«Avião está preparado para este tipo de relevo»

Susy Lobato

O avião utilizado hoje para testar o combate a incêndios na Região «tem capacidade para operar nestes cenários» e «está desenhado para este tipo de orografia», afirmou o comandante e diretor de operações de voo da aeronave Air Tractor.

Carlos Craveiro falava após observar as várias operações realizadas na zona do Terreiro da Luta, onde declarou que «o avião tem determinadas especificações» e está preparado para este tipo de relevo.

«Da minha parte, posso validar a nossa operação com a utilização deste avião», transmitiu, adiantando, contudo, que as conclusões serão feitas pela tutela, que irá, depois, emitir um relatório ao Governo Regional, entidade que, no final, irá decidir a utilização ou não dos meios aéreos.

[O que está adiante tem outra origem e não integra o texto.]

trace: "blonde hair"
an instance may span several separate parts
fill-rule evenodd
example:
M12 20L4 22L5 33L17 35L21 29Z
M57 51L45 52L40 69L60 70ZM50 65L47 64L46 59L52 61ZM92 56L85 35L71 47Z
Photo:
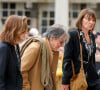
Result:
M27 28L26 16L11 15L5 21L0 40L14 45L20 40L20 35L27 32Z

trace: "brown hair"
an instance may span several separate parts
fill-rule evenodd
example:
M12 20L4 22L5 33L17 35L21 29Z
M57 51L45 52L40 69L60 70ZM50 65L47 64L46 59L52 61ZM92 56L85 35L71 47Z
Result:
M82 28L82 20L83 20L83 18L84 18L85 15L88 15L88 18L90 18L92 16L92 18L96 21L95 11L93 11L92 9L83 9L80 12L80 14L79 14L79 16L77 18L77 21L76 21L76 28L77 29L81 29Z
M11 15L5 21L0 40L14 45L20 40L20 35L27 32L27 28L26 16Z

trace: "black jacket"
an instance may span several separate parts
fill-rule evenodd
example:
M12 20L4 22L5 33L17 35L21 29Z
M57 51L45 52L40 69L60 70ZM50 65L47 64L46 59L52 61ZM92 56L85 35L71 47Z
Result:
M13 45L0 42L0 90L22 90L22 76Z
M62 83L63 84L69 84L70 79L73 75L72 73L72 63L71 60L73 60L75 73L77 74L80 70L81 62L80 62L80 43L79 43L79 37L78 37L78 31L72 30L69 32L70 34L70 40L65 45L64 49L64 59L63 59L63 77L62 77ZM98 75L96 73L95 68L95 51L96 51L96 45L95 45L95 38L94 35L91 34L91 39L93 41L93 53L88 61L88 52L85 48L85 45L82 43L82 37L80 36L80 42L82 44L82 53L83 53L83 61L84 62L84 70L87 77L87 82L92 82L96 79L98 79Z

Apesar de os testes terem sido efetuados em condições estáveis e muito diferentes às verificadas em agosto do ano passado, aquando dos últimos incêndios, o comandante lembrou que «não é só na Madeira que existem ventos», adiantando que já foram feitas operações em outros partes do mundo, nomeadamente em Itália, «cujos relevos são complicados e onde os ventos fortes são, por vezes, também uma realidade».

A grande vantagem deste avião, acrescentou, é no ataque inicial. «Convém que o avião esteja sempre posicionado na Madeira (...) de forma a poder ser ativado o mais cedo possível», alertou Carlos Craveiro, transmitindo que, a ser aplicado na Região, esse deve ser um factor a ter em conta.

O Air Tractor (aceda ao vídeo clicando aqui) faz uma descarga de cerca de 3.300 litros, uma capacidade muito superior à do helicóptero (ver aqui) também hoje testado, cuja possibilidade de armazenamento ronda os 700 litros.

Após cada descarga, este avião tem de deslocar-se ao Aeroporto da Madeira, uma tarefa que o comandante considera «normal», lembrando que, para missões de proteção civil, estes aviões têm sempre prioridade.

No local estiveram várias entidades, nomeadamente o secretário de Estado da Administração Interna, Jorge Gomes, que transmitiu que «a experiência ainda é pouco conclusiva», já que tratou-se apenas de um «teste, cujo resultado final poderá ser positivo ou negativo».

Jorge Gomes explicou que a avaliação depende de uma análise dos técnicos que, posteriormente, irão transmitir ao Governo Regional o resultado do estudo.

Em relação aos gastos, o governante considerou que eles «não existem», tendo em conta o interesse e o bem público, adiantando, ainda assim, que o custo efetivo «é meramente operacional» e que «não deverá ultrapassar os cinco mil euros».

A secretária regional da Inclusão e Assuntos Sociais, Rubina Leal, disse que «o desejo do Governo é que se encontre uma solução adequada», lembrando que «a operação implica não só os meios operacionais, mas também a parte financeira», aspetos que serão devidamente avaliados para o melhor da Região.